Discussion: Kant’s Categorical Imperative
Please read the general discussion requirements above, as well as the announcements explaining the discussion requirements and answering the most frequently asked questions. If you are still unsure about how to proceed with the discussion, please reply to one of those announcements or contact your instructor.
Please carefully read and think about the entire prompt before composing your first post. This discussion will require you to have carefully read Chapter 4 of the textbook, as well as the assigned portions of Immanuel Kant’s (2008) Groundwork for the Metaphysics of Morals.
Think of someone real or fictional whom some people regard as a “hero” for helping others, stopping something bad or evil, and so forth, even though by doing so they violated what would normally be considered a moral rule (focus on morality; don't simply think of someone who broke the law). For example, they may have lied, broken a promise, stolen, harmed someone innocent, or even murdered, but done so with good intentions. (Be sure to clearly explain both sides of this example – what seems good and what seems morally questionable about the action.)
Try to think of any example that we would either all be familiar with, or something we can easily look up (in other words, don’t just make something up or describe something generic). Think of characters in movies, TV shows, or books, people in the news, historical figures, etc. Please don’t use an example that someone else has already used!
1. Engage with the text:
Once you have thought of your example, evaluate what they did according to Kant’s Categorical Imperative. First, explain the Categorical Imperative.

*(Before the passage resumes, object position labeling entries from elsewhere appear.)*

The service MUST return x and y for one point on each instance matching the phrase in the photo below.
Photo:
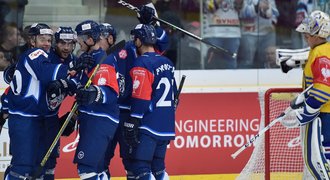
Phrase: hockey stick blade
(176, 98)
(131, 7)
(265, 129)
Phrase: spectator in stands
(271, 57)
(165, 10)
(222, 28)
(16, 12)
(10, 38)
(3, 61)
(190, 49)
(258, 32)
(26, 39)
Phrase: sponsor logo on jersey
(325, 69)
(122, 54)
(136, 84)
(80, 154)
(101, 81)
(35, 54)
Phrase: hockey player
(108, 36)
(150, 126)
(28, 106)
(65, 40)
(125, 59)
(314, 114)
(98, 109)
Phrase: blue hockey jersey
(33, 72)
(125, 59)
(153, 92)
(106, 79)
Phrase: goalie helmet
(65, 34)
(106, 29)
(90, 28)
(146, 33)
(317, 24)
(40, 29)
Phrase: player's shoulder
(36, 53)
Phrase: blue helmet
(146, 33)
(106, 29)
(65, 33)
(40, 29)
(90, 28)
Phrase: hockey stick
(130, 6)
(271, 124)
(176, 98)
(119, 45)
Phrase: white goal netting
(277, 154)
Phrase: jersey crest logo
(325, 73)
(101, 81)
(35, 54)
(123, 54)
(325, 69)
(136, 85)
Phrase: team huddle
(124, 95)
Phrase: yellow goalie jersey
(317, 72)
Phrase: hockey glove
(306, 113)
(2, 120)
(56, 92)
(90, 95)
(146, 14)
(71, 124)
(131, 131)
(85, 61)
(8, 73)
(298, 102)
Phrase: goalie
(312, 111)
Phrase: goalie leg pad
(313, 150)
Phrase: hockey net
(277, 154)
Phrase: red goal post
(277, 155)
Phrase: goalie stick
(265, 129)
(130, 6)
(37, 173)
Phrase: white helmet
(317, 24)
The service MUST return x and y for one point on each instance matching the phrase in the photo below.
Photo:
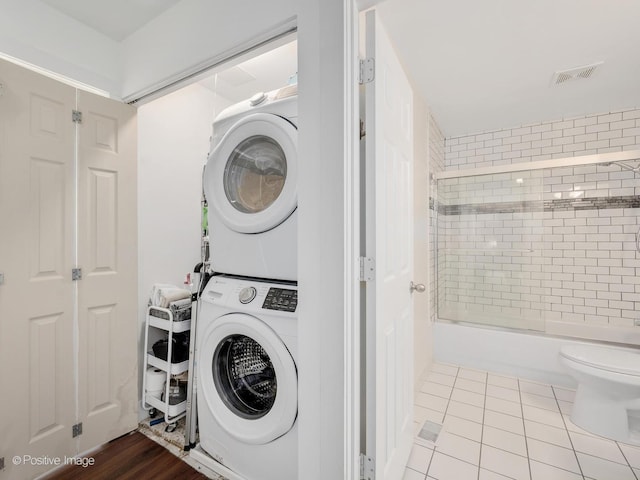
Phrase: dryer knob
(247, 294)
(257, 99)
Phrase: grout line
(455, 378)
(568, 433)
(444, 415)
(627, 460)
(524, 430)
(484, 409)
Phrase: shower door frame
(595, 159)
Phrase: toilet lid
(620, 360)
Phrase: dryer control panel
(281, 299)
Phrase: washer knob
(257, 99)
(247, 294)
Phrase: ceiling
(480, 65)
(485, 65)
(117, 19)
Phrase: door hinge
(76, 430)
(367, 468)
(76, 274)
(367, 70)
(367, 269)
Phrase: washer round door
(249, 379)
(250, 179)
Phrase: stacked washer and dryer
(246, 344)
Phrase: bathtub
(524, 354)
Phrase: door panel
(389, 240)
(107, 250)
(37, 148)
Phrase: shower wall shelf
(613, 157)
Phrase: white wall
(173, 144)
(36, 33)
(192, 33)
(422, 335)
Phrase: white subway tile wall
(598, 133)
(516, 249)
(436, 164)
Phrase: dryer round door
(249, 379)
(250, 179)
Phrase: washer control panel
(247, 294)
(281, 299)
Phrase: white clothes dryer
(250, 186)
(247, 381)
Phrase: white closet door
(107, 254)
(37, 147)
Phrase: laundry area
(319, 240)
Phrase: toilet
(607, 401)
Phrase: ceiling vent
(584, 72)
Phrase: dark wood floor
(130, 457)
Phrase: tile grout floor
(496, 427)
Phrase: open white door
(389, 242)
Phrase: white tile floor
(497, 427)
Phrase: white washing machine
(247, 381)
(250, 184)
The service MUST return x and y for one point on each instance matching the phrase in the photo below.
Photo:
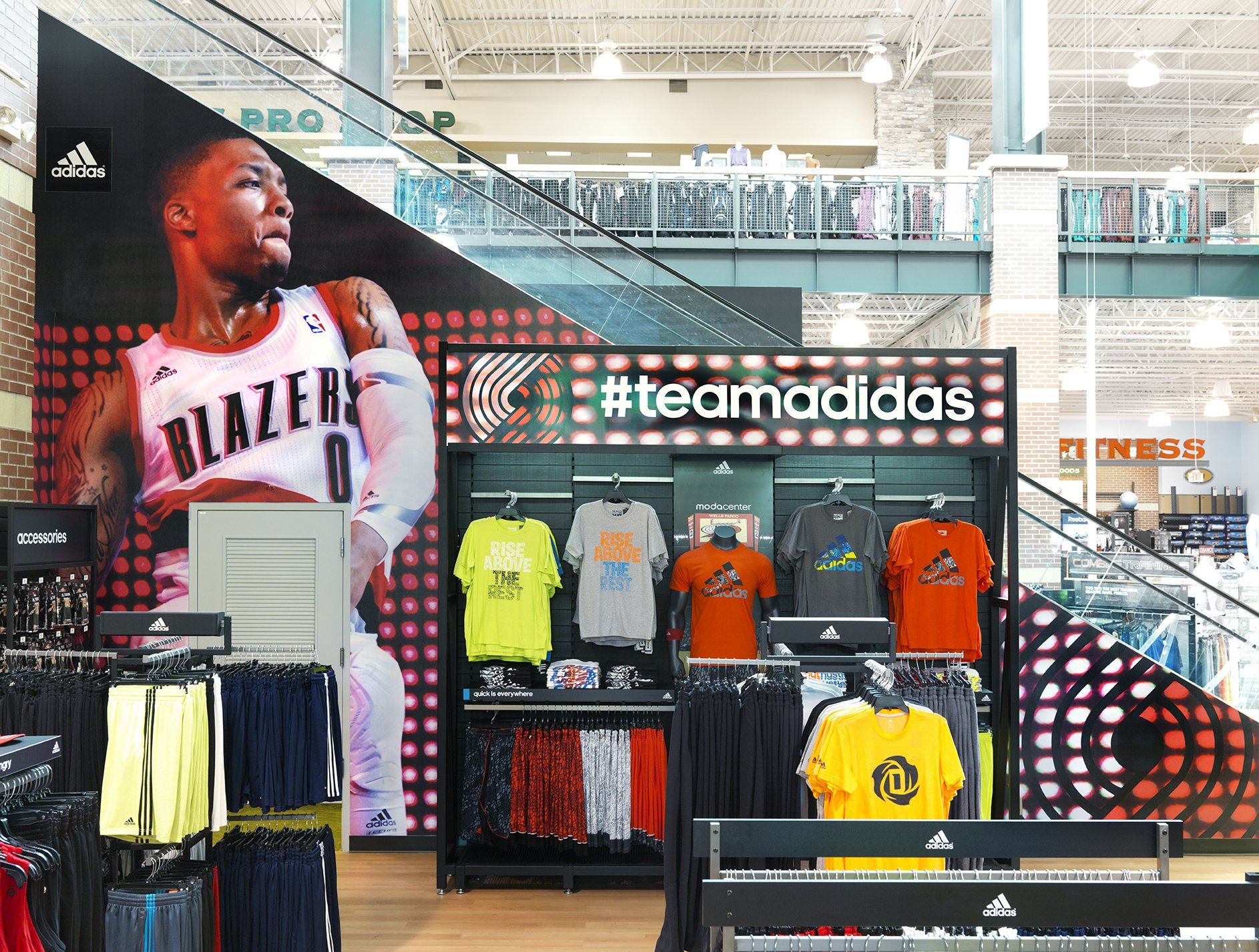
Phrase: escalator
(1138, 676)
(514, 230)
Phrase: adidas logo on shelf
(1000, 907)
(78, 164)
(382, 821)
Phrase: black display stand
(554, 474)
(42, 542)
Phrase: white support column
(1021, 311)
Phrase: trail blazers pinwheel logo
(515, 398)
(895, 780)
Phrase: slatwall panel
(270, 588)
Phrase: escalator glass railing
(1189, 615)
(523, 234)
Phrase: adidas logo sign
(1000, 907)
(78, 164)
(382, 821)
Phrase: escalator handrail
(459, 146)
(1175, 569)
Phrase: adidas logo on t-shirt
(1000, 907)
(383, 821)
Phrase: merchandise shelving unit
(554, 475)
(41, 543)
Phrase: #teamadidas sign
(78, 159)
(792, 398)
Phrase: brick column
(905, 120)
(1021, 311)
(368, 172)
(17, 254)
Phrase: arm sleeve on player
(396, 415)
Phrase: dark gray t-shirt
(836, 554)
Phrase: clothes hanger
(615, 495)
(836, 495)
(510, 511)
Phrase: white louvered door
(277, 571)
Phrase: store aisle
(388, 905)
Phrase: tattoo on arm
(89, 473)
(369, 316)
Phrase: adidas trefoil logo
(1000, 907)
(78, 164)
(382, 821)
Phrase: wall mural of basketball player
(258, 393)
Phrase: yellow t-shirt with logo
(893, 764)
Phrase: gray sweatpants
(166, 922)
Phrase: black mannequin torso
(723, 538)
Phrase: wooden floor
(389, 903)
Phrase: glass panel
(1162, 610)
(520, 231)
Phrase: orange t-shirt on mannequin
(723, 585)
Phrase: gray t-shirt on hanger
(838, 554)
(619, 554)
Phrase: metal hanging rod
(623, 479)
(524, 495)
(921, 499)
(632, 708)
(824, 481)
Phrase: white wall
(1232, 451)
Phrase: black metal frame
(782, 902)
(11, 572)
(1003, 514)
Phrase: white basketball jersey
(268, 419)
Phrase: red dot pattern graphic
(1107, 733)
(409, 618)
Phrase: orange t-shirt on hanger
(936, 571)
(723, 585)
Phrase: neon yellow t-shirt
(895, 764)
(509, 573)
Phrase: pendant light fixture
(607, 65)
(876, 68)
(1145, 72)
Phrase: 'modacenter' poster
(204, 308)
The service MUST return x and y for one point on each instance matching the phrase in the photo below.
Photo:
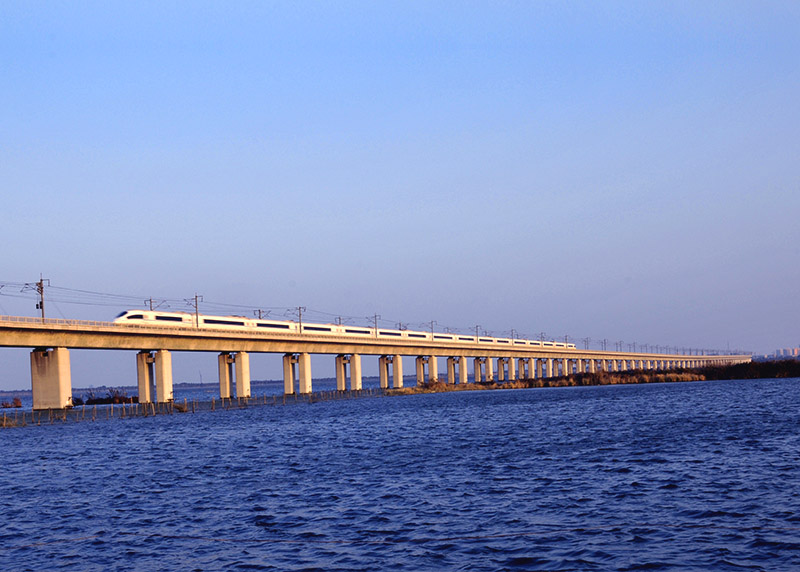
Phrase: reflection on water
(699, 476)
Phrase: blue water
(695, 476)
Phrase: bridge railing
(53, 321)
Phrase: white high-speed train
(185, 319)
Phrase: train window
(222, 322)
(169, 318)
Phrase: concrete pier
(304, 372)
(355, 372)
(397, 371)
(477, 370)
(224, 365)
(451, 371)
(383, 371)
(289, 373)
(242, 367)
(163, 367)
(145, 376)
(51, 380)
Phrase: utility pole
(375, 319)
(40, 290)
(39, 287)
(197, 300)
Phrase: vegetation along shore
(752, 370)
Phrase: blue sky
(613, 170)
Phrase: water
(696, 476)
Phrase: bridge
(51, 340)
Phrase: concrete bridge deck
(51, 340)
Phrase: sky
(620, 170)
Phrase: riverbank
(752, 370)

Is what the person did moral, or immoral, according to the Categorical Imperative? (You may focus on either formulation.)
2. Reflect on yourself:
Do you agree with this evaluation of the action?
If you think Kant would regard it as immoral and you agree, how would you explain to the person in your own words why what they did was wrong despite the good intentions and effects? If you don’t agree, and think that what they did was morally right, how would you respond to the question, “what if everyone did that?”
If you think Kant would regard it as moral, explain whether you agree or disagree, and consider how you would respond to someone who disagrees.